In the United States, presidents are effectively chosen in separate elections in each of the 50 states, not through the national popular vote. Each state’s number of electoral votes is dependent on its population, with the biggest states holding the most sway. The rioters who stormed the Capitol tried to keep lawmakers from certifying Biden’s eventual 306-232 victory in the Electoral College.

While the House committee cannot bring criminal charges, the Department of Justice is closely monitoring the hearings to determine whether anyone, Trump included, should be charged with illegally trying to reverse the outcome.

Last week, FBI agents raided the suburban Virginia home of a former assistant attorney general, Jeffrey Clark, who wanted Trump to name him attorney general in the last month of his presidency so he could advance Trump’s erroneous claims of vote fraud.

Trump appeared willing to make the appointment but backed off when top Justice Department officials said Clark, an environmental lawyer, was not qualified to be the country’s top law enforcement official and threatened to quit en masse if he were named.

In addition, FBI agents, in a separate encounter in the southwestern state of New Mexico, seized the cell phone of conservative lawyer John Eastman, a Trump supporter who pushed for the plan to name bogus electors supporting Trump in the states where Trump narrowly lost the vote counts.

A prosecutor in Atlanta, the capital of the state of Georgia, has convened a grand jury to probe Trump’s effort to overturn the vote in that state.

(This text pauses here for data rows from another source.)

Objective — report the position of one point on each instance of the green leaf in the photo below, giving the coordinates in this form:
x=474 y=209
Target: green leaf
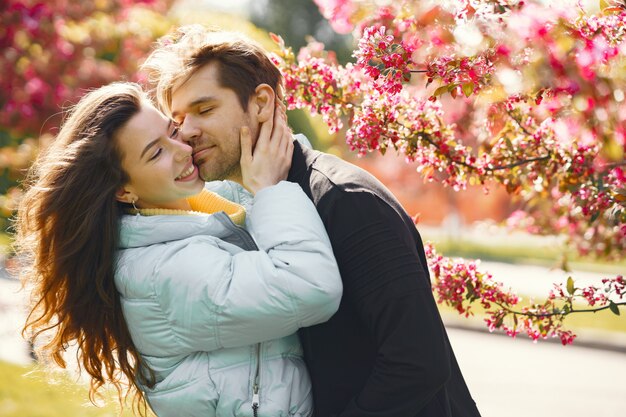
x=614 y=308
x=570 y=286
x=468 y=89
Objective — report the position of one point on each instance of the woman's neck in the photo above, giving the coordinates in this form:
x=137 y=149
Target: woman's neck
x=181 y=204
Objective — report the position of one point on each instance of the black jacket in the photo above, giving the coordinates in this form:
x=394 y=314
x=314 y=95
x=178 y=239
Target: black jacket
x=385 y=353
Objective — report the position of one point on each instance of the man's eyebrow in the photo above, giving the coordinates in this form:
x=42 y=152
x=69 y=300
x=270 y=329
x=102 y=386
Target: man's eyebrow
x=154 y=142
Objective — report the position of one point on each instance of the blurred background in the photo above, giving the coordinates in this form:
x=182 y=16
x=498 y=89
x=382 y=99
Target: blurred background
x=52 y=52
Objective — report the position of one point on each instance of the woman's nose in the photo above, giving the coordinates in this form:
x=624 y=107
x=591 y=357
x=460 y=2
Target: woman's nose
x=189 y=130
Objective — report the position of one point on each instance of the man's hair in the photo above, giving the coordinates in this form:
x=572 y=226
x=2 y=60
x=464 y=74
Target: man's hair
x=242 y=63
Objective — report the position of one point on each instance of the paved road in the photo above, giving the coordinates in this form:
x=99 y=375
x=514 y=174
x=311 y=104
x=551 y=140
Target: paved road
x=518 y=378
x=508 y=378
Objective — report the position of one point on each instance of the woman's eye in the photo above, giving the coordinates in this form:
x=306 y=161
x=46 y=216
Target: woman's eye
x=156 y=154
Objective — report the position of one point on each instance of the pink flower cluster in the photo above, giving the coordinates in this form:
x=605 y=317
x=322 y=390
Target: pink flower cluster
x=459 y=284
x=386 y=62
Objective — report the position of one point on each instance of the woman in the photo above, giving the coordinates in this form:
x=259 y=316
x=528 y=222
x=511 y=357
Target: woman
x=153 y=279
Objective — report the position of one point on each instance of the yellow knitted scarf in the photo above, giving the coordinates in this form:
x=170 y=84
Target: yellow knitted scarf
x=206 y=202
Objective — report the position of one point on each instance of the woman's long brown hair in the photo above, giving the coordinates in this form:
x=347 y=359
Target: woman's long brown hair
x=67 y=237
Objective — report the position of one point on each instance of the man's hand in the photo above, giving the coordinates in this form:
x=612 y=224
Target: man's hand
x=271 y=159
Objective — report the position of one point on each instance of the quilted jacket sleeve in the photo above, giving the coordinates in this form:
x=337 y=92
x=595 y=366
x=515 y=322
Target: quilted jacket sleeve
x=218 y=296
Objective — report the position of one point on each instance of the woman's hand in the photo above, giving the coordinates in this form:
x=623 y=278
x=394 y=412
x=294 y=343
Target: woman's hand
x=270 y=161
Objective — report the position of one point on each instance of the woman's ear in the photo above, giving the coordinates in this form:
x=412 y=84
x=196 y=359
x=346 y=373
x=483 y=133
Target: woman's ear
x=263 y=102
x=124 y=195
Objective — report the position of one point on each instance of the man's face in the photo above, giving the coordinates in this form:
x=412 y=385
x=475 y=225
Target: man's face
x=210 y=117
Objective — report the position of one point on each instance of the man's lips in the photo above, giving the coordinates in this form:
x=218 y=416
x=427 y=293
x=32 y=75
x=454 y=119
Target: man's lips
x=202 y=154
x=191 y=173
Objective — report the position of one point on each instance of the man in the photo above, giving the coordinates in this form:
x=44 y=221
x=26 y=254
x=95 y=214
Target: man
x=385 y=353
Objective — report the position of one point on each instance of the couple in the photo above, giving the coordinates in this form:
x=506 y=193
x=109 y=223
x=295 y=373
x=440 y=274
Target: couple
x=195 y=296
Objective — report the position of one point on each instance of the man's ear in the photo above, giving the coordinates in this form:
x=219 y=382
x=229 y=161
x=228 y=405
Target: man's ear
x=125 y=195
x=263 y=102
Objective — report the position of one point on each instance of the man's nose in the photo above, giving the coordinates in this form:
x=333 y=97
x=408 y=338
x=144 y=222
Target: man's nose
x=182 y=151
x=189 y=130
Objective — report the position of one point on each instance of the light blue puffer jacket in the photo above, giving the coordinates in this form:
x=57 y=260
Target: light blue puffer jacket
x=197 y=304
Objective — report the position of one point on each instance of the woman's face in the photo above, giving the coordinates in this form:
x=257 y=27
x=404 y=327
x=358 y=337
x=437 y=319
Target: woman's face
x=158 y=163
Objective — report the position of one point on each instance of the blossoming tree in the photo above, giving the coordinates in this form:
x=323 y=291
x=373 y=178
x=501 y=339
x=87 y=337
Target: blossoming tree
x=510 y=93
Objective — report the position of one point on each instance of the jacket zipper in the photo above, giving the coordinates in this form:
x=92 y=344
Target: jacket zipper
x=255 y=386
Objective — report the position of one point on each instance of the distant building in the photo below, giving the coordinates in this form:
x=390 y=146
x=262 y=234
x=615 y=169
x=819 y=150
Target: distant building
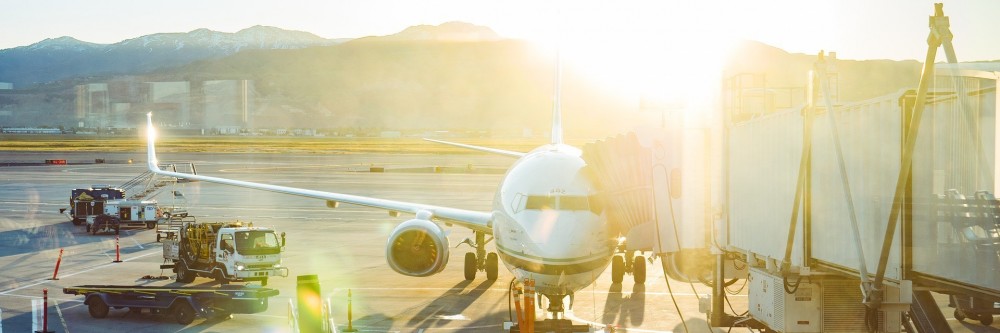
x=93 y=107
x=170 y=101
x=228 y=103
x=30 y=130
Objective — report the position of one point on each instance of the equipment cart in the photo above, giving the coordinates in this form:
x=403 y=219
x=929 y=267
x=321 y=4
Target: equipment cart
x=183 y=303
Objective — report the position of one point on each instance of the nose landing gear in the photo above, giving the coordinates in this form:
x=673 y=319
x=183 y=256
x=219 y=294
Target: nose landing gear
x=628 y=262
x=480 y=260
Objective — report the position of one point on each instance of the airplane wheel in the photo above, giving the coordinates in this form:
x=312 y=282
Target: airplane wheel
x=470 y=266
x=617 y=269
x=183 y=313
x=491 y=266
x=97 y=308
x=639 y=269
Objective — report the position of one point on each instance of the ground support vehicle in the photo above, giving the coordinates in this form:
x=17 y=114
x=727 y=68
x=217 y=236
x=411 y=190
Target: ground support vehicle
x=224 y=251
x=103 y=223
x=84 y=202
x=184 y=304
x=171 y=224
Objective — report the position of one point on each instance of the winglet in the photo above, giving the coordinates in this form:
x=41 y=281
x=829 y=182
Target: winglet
x=150 y=149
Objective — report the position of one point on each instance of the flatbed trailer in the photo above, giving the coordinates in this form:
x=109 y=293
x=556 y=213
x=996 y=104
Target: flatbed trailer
x=183 y=303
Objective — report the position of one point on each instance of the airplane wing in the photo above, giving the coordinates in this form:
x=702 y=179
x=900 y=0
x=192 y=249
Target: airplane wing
x=475 y=220
x=485 y=149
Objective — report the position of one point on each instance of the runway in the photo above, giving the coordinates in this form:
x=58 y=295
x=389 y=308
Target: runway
x=345 y=247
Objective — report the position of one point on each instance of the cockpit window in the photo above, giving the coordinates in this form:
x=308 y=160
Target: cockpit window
x=563 y=202
x=540 y=202
x=574 y=203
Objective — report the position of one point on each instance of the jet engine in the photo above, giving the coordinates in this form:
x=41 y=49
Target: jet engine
x=417 y=247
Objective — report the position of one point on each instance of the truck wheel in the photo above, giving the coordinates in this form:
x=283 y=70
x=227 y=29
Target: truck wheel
x=183 y=313
x=98 y=309
x=220 y=276
x=183 y=275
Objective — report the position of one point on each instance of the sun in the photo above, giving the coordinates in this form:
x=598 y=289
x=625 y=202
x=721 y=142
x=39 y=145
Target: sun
x=638 y=52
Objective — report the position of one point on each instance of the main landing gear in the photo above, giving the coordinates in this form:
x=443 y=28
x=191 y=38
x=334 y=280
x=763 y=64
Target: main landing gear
x=480 y=261
x=628 y=262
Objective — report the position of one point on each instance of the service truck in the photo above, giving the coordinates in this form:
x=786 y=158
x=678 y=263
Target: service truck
x=184 y=303
x=224 y=251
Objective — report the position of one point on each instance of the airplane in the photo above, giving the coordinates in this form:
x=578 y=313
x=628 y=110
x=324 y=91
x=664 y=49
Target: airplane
x=546 y=222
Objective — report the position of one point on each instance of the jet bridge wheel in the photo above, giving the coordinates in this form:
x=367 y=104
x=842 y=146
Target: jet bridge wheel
x=492 y=262
x=639 y=269
x=470 y=266
x=617 y=269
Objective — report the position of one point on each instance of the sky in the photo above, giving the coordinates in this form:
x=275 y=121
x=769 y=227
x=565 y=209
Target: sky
x=856 y=29
x=623 y=44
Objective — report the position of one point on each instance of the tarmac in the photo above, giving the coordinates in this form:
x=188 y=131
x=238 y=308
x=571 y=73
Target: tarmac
x=343 y=246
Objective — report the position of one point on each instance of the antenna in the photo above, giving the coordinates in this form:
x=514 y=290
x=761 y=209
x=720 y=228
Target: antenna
x=556 y=115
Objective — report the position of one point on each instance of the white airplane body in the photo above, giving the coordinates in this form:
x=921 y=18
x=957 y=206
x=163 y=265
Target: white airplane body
x=544 y=223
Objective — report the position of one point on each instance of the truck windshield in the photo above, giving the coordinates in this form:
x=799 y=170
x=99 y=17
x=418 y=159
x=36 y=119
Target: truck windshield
x=257 y=242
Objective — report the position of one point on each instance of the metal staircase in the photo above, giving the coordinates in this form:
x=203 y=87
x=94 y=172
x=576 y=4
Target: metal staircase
x=148 y=184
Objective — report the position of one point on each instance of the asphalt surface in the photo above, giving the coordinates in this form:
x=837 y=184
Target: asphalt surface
x=344 y=246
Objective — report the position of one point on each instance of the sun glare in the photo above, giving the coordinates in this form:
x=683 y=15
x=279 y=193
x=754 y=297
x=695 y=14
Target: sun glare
x=641 y=53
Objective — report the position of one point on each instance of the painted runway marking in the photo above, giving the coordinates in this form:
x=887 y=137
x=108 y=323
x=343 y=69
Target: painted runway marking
x=44 y=280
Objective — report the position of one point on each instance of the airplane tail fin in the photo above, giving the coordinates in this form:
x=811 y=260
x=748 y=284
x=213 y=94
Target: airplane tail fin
x=557 y=135
x=150 y=149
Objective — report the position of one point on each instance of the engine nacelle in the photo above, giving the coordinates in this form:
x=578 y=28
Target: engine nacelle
x=417 y=247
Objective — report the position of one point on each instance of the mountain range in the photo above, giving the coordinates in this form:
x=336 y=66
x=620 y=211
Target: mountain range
x=451 y=76
x=65 y=57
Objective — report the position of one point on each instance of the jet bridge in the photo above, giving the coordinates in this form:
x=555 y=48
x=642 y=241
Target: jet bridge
x=847 y=215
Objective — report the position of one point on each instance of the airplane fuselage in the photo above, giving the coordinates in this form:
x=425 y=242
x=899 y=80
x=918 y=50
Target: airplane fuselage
x=546 y=224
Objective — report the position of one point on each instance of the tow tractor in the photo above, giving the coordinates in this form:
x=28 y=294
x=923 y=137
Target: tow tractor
x=183 y=303
x=225 y=251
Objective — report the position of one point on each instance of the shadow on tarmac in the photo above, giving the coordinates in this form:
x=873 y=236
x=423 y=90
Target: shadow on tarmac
x=625 y=310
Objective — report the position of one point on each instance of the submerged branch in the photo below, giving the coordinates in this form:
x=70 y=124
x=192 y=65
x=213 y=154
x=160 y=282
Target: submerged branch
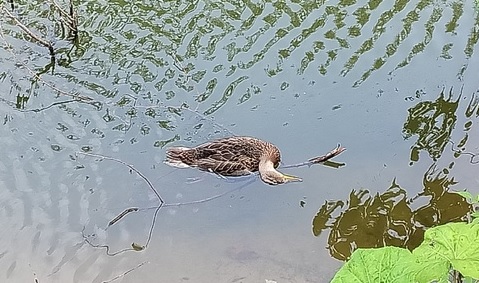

Trump asked the state’s top election official, Brad Raffensperger, to find him 11,780 votes — one more than Biden defeated him by — out of 5 million ballots.

The investigative panel has heard testimony that key Trump aides told him he had lost the election and that there were minimal voting irregularities, not enough to overturn Biden’s Electoral College victory.

In addition, Trump was told it would be illegal for Pence to unilaterally block Biden’s victory as Pence presided over the congressional Electoral College vote count, as Trump privately and publicly implored the vice president to do.